The source of this shocking news: Fidel's Miami-based daughter, Alina Fernandez, who gave an interview to Italian newspaper La Repubblica. The paper also tracked down a Vatican source who said Pope Benedict XVI expects to take confession from Fidel­ during a trip to Havana next month.

Could it be true? Should Saint Pete prepare for a cigar-chomping dictator?

Cálmate los nervios. In an interview with Riptide, Fernandez now denies saying any such thing and notes she hasn't spoken to her father since fleeing the island in 1993. "I've been out of Cuba for 17 years," she says. "How do I know what Fidel is thinking about God?"

So much for that scoop. But it doesn't mean she has nothing to say about Fidel's long-lost faith. As the pope plans his historic trip on March 26, Fernandez says her father has clearly mended fences with the Church and made life much better for Cuba's Catholics — even if his own beliefs are hazy.

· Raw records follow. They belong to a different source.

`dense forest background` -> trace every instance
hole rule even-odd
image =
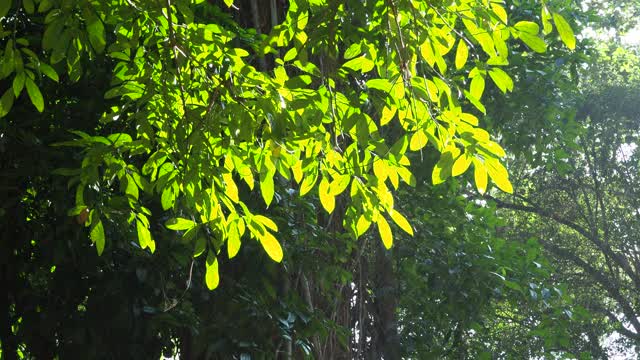
[[[634,0],[0,0],[2,359],[638,359]]]

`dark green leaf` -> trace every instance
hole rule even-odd
[[[33,106],[38,109],[39,112],[44,110],[44,99],[42,98],[42,93],[40,89],[38,89],[38,85],[36,85],[30,77],[26,78],[26,86],[27,86],[27,94],[29,94],[29,98],[31,99],[31,103]]]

"There's obviously been a reconciliation with the Church," she says, "and I don't know how people can be critical of that."

Fernandez should know: Religious oppression was one of the main motivations for fleeing her homeland. Born in 1956 to Fidel and Natalia Revuelta Clews, Fernandez grew up a favored member of Fidel's family. But when her own daughter decided to become Catholic in the early '90s, Fernandez suddenly saw firsthand the legacy of Fidel's tense relationship with the Church.

Despite a boyhood Jesuit education, Fidel was excommunicated shortly after the revolution for expelling Catholic officials. In the early '90s, Catholics on the island were still regularly persecuted.

"Things were very harsh at that time. You could expect retaliation from the state any time you left a church," she says.

Fernandez fled to Spain in 1993 and relocated to Miami. She has since become a public critic of the regime with a regular gig on Radio Mambí. She says it's not impossible that Fidel has begun reflecting on his faith as he finally nears death. She just can't claim to know for sure.

"I simply don't know what he's thinking," she says. "It's very easy to be critical of the Church for engaging with Fidel, but I do have to say that it's good for Catholics there."